EarthRights General Counsel Marco Simons issued the following statement:
“Today’s order was a milestone in this historic lawsuit. The families have been waiting years to have their day in court despite strenuous efforts by Chiquita to have the case dismissed. Now the families are looking forward to a jury trial.
“Chiquita has long admitted that it illegally funded the AUC. This ruling finally gives our clients a chance to show to the court, and the world, what everyone in Colombia knows: That the AUC used Chiquita’s support to engage in brutal atrocities against civilians in the banana-growing regions of Colombia.”

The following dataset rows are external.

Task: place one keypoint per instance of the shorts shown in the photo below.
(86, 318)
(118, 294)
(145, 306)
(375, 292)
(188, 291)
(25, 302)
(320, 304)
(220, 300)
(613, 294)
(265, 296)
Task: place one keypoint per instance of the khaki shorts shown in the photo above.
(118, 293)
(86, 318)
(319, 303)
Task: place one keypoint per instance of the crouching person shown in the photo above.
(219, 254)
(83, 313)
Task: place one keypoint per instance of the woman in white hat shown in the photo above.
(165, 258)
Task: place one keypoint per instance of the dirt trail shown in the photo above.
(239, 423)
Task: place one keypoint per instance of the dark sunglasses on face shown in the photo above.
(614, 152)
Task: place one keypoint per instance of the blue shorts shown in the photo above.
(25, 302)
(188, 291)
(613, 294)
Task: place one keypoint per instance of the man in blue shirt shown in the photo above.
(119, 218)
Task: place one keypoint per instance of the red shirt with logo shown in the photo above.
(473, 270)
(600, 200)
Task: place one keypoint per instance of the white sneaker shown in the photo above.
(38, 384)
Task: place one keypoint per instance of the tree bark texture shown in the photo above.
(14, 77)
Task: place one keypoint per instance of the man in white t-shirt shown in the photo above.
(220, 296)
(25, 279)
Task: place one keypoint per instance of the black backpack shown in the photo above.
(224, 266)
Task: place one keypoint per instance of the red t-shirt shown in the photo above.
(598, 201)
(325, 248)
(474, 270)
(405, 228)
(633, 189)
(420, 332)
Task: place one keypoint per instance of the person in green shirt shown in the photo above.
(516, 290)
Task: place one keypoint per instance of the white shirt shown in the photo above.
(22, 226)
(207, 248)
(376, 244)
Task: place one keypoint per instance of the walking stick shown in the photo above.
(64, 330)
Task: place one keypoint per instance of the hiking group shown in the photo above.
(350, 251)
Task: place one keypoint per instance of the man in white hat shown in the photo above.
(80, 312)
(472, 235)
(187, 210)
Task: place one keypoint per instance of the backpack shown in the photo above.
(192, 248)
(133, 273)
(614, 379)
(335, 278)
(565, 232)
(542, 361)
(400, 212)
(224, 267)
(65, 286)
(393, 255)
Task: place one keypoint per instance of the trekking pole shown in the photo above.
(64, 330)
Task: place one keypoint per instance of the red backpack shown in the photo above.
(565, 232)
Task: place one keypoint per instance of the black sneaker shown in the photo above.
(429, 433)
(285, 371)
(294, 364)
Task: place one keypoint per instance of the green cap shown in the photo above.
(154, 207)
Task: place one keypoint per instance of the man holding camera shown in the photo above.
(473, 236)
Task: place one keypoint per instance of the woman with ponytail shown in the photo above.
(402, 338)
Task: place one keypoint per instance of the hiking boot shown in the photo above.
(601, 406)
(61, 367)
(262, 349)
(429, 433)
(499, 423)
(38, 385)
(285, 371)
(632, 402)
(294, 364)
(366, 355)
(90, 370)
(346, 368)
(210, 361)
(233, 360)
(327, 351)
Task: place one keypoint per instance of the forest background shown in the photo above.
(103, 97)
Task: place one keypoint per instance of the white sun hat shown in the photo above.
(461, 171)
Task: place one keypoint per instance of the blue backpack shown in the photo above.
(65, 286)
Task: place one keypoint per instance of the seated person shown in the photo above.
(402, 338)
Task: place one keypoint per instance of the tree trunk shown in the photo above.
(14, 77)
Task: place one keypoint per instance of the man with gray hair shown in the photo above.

For nearly a decade, in the 1990s and early 2000s, Chiquita Brands International made regular payments to the AUC, totaling more than $1.7 million. In turn, the AUC engaged in a campaign of violence against communities in Colombia’s banana-growing regions. Its victims include trade unions, political opponents, and Indigenous advocates. In 2001, the U.S. government classified the AUC as a terrorist organization. Chiquita pled guilty to a federal crime for funding the AUC and paid a $25 million fine to the U.S. government but has not yet compensated the families of the AUC’s victims.
Thousands of victims, represented by several groups of lawyers, have filed suit against Chiquita in federal courts across the country; those suits were consolidated and are being heard in federal district court for the Southern District of Florida, in West Palm Beach. The cases for a dozen killings were selected as “bellwether” cases to proceed as examples.
These bellwether cases include two of EarthRights’ clients, known by the pseudonyms John Doe 7 and Jane Doe 7. John Doe 7’s son was murdered by AUC paramilitaries, and the local paramilitary commander admitted this to John Doe 7 himself. Jane Doe 7’s husband, a labor activist, was also murdered by the AUC; his murder fits a pattern of the AUC targeting union leaders. The district court found that both plaintiffs had submitted sufficient evidence to proceed to trial.
EarthRights’ co-counsel includes Paul L. Hoffman of Schonbrun Seplow Harris Hoffman & Zeldes LLPl; Cohen Milstein Sellers & Toll PLLC; and attorneys Judith Brown Chomsky, Anthony DiCaprio, and Arturo Carrillo.